Mike Walden, Detroit’s secret weapon from the 40s to the 90s (ie the coach who produced many national champions, world champions, and lots of people like me who are just plain old competent bike riders) said nobody can call themselves a bike rider until they have mastered the track (velodrome). That requires a fixed gear and the ability to go 40 mph at a cadence of 150 rpm. Track riders ride like a knife going through hot butter. They are an elegant sight!
Even if one doesn’t race, the same principles apply. You are most efficient at a high cadence. You don’t have to be that strong to go 20 mph in a 42 X 16 gear but you do have to have a smooth pedal stroke. If you do, you can go 20 mph all day.
George Sofield says
Love it. How does one accomplish an efficient pedal stroke? I want to get better and when I say better I mean faster😛
Ride more often and practise on hills going quicker building you’re leg muscles,
David Henry says
Practice making a circle with your feet, instead of pushing on the pedals. It is a minor distinction, but when you get it right, you will feel it immediately.
Mike Schmidt says
How does Watts figure into this high cadence philosophy and how do you use it in training?
Michael Wong says
There’s that new study that says 90rpm and higher is inefficient:
okay boomer says
Did you actually read this article? 90+ RPM is inefficient at a moderate effort. When you’re at your upper limit 90+ is totally fine.
Chris Froome would not be winning at a cadence of less than 90.
This gets it right. Get common sense stuff for us mere mortals.
Aiming at 90 RPM is a good target to prevent leg exhaustion and make the most of those slow-moving muscles. Normal bikers have a cadence of around 60 RPM; professional and elite bikers pedal anywhere from 80 to 100 RPM.
Just because Froome rides a high cadence you see tons of people out on the roads trying to do the same thing. Me personally, it’s 80 on the climbs and 90-95 on the flat.

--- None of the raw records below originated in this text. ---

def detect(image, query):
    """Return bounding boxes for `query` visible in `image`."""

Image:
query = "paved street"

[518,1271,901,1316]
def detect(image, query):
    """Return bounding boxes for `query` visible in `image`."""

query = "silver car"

If it feels right, just go with it.
I’m an old guy with a bad back. I found that if I really spun — and that’s generally keeping the revs above 90 and a lot of time above 100, I could keep up without hurting my back. If you are having back issues, its worth paying the price of going a little slower if that enables you to reduce the strain on your back.
David Henry says
Good cadence (90 to 110 rpm) is key to good cycling and cycling efficiency. It is easy to prove that to yourself through experimentation. Try a 20 mile ride pedaling below 70 rpm and then try the same ride maintaining 90 rpm or above. It will be obvious that you are less tired at the higher cadence. It does take practice and deliberate effort to maintain higher cadence on a ride. On club rides, I find my cadence dropping when chatting with my friends or just watching scenery. I have to THINK about maintaining cadence. The best practice I’ve found is on my indoor trainer where I have no distractions. I will do 60 to 90 minutes on my trainer watching a training video and my cycle computer cadence. I will try to maintain 85 to 95 rpm for an entire session with some sprints to 100 to 110 rpm mixed in. I focus on making a circle with my feet. It is different than pedaling and when you get it right, you immediately feel it. You get this “effortless” feeling of spinning and you know it’s right. Your power output is not reduced and your heart rate is the same, but it just feels easier. It requires practice to make it a habit, but worth it for performance.